"Kleiner Perkins used Ellen Pao's many talents for six years, but when it came time to pick who would be the next generation of investing leaders at Kleiner Perkins, Kleiner only picked men," declared attorney Alan Exelrod, representing Pao, in his opening statement to the jury.
However, the company's attorney Lynne Hermle told those present, "There is an entirely different explanation for Ellen Pao’s failure to succeed at Kleiner Perkins," said Hermle in her statement. "She did not have the necessary skills for the job. She did not come close."
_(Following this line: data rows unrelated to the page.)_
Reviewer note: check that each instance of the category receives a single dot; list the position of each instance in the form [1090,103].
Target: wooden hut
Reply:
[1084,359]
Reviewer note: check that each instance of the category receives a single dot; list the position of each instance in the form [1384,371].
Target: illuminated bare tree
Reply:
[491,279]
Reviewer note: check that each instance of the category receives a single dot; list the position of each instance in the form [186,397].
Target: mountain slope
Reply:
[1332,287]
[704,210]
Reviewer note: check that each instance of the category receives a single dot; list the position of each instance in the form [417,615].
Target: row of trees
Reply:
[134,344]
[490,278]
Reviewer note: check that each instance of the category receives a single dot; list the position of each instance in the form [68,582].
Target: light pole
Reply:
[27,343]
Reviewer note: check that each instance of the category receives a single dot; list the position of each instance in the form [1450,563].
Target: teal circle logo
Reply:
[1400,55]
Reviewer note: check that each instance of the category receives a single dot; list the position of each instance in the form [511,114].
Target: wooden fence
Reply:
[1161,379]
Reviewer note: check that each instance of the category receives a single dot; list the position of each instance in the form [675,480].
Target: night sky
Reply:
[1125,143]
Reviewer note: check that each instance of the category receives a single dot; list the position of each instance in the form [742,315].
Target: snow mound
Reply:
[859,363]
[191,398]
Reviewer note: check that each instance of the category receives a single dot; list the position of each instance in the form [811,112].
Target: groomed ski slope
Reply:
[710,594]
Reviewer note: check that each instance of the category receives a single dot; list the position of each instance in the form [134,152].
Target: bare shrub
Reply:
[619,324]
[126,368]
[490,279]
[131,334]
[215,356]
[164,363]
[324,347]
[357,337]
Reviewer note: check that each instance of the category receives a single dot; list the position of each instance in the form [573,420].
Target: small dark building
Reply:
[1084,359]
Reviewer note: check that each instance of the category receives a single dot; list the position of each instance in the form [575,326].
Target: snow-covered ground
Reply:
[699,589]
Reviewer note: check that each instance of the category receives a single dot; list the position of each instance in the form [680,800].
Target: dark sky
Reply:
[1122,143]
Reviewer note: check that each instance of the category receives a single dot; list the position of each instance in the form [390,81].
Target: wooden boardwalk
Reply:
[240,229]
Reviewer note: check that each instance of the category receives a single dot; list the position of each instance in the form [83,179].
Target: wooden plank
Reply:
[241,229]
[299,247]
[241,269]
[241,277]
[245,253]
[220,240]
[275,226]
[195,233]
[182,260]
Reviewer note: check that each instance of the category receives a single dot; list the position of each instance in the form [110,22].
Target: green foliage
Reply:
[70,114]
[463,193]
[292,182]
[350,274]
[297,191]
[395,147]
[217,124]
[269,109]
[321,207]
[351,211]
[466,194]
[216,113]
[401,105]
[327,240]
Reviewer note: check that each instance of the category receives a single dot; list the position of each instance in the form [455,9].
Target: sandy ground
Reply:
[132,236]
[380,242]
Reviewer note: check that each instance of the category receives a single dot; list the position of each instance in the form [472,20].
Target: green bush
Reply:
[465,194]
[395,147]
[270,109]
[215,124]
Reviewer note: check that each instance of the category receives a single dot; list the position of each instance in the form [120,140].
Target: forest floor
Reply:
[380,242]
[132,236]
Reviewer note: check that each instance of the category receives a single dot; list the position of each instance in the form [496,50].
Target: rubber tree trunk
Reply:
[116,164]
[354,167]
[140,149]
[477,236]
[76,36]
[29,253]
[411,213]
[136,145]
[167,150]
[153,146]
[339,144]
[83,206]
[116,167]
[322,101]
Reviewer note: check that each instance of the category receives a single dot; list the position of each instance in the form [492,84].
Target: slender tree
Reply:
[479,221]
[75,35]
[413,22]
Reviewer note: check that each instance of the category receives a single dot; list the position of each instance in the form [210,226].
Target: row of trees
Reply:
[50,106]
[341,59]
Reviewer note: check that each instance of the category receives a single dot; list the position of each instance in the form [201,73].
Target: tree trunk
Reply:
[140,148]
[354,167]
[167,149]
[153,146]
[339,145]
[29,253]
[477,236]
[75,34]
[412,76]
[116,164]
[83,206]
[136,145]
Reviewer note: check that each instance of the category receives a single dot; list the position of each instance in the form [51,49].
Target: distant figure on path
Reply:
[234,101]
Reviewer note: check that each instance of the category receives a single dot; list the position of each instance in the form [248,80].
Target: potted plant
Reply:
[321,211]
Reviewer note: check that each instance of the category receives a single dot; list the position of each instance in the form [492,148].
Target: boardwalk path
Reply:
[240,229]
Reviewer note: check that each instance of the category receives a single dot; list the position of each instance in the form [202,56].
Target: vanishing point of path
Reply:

In her lawsuit, Pao alleges that after breaking off in 2006 a brief relationship with a junior partner at the firm, her colleague retaliated against her in various ways, including deliberate exclusion from communications and meetings, and that in 2007 a senior partner at the firm gave her drawings and poems with a sexual content, and asked her out to dinner when his wife was out of town, an offer which she declined as inappropriate.
Other examples of sexual discrimination referred to by Pao include being excluded from business events, men engaging in "very offensive sexual talk," and instances of female Junior Partners being asked to take notes at meetings as though they were secretaries. According to Pao, herself and other female Junior Partners at the firm were repeatedly passed over for promotion in favor or less experienced male colleagues.
Pao is seeking $16 million in damages, a sum which Kleinier Perkins wants to limit by arguing that Pao, who is currently CEO of Reddit, has done well financially since being fired by the company in 2012, six months after filing the lawsuit.
The case has drawn widespread attention, as it draws on longstanding allegations of a lack of diversity in high technology companies and venture capital firms. A report from the Diana Project published in 2014 found that the proportion of female partners in venture capital firms had declined from ten percent in 1999 to six percent last year, with 139 at the time of the report's publishing.
According to a report published last year by the law firm Fenwick and West on gender diversity in Silicon Valley, 11 percent of executives at the top 150 Silicon Valley companies were women, compared to 16 percent of executives at companies in Standard and Poor's 100 Index.